New Deal for Consumers: adoption of new directive to strengthen consumer protection

With the imminent adoption of the European directive on better enforcement and modernization of EU consumer protection rules (also known as the “Omnibus Directive”), COFACE Families Europe takes this opportunity to revisit some of the most important points it has raised during the consultation process. The Omnibus Directive is set to revise/amend the current Consumer Rights Directive, in order to adapt it to latest developments in digitalisation, and the challenges that emerged since its initial adoption. COFACE-Families Europe is a part of the Expert Group of the European Commission and has actively participated in the review process.

Among the welcomed amendments present in the Omnibus Directive, reflecting COFACE-Families Europe’s input, we find:

  • The importance given to interoperability as a principle.
  • Legal guarantees for digital content and services.
  • Hidden advertising and the requirement for making advertising more transparent.
  • The extension of the Directive to cover services where the client provides data in exchange for a service/good.

It is too early, however, to celebrate since many of these provisions are highly general and principle based, which means that the transposition and enforcement process will be as important if not more than what is included in the final text. For instance, there is no indication as to how consumers will be compensated in case some of these services fail to deliver quality service. For instance, in a contract between a consumer and a company, for instance, between a consumer and Netflix, the price that the consumer pays cannot be unilaterally changed, unless there is some justification for this, or is explicitly allowed in the contract (provided it is not an abusive clause or unfair commercial practice). However, in many cases, exposure to advertising can be increased gradually, without the need to notify the consumer. COFACE-Families Europe has proposed to develop some kind of indicator which would allow consumers to compare how much advertising there is on the services they use, and compare it with other services. For instance, on average, how long are prescreening videos for 1 hour of video content? How many “posts” out of a 100 are advertising? And being able to compare the evolution of the prevalence of advertising over time.

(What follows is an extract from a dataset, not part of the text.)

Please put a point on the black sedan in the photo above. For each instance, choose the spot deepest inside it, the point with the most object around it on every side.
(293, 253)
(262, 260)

On other topics, COFACE Families Europe regrets that the Omnibus Directive does not go far enough.

On personalized prices: while we are happy that consumers will need to be notified about the fact that a certain price was personalized, two additional measures are lacking. First, there is no provision that gives a user the right to be displayed a price which is “neutral”, or which does not take into account his/her personal data. Information is not enough. Furthermore, this transparency requirement does not cover dynamic pricing or real-time pricing which is adjusted based on other data but not personal data from the consumer. Dynamic pricing techniques have shown that algorithms can quickly adjust their prices with the effect of creating a collusion to keep prices high and “game” the market. This is a serious issue and needs to be addressed.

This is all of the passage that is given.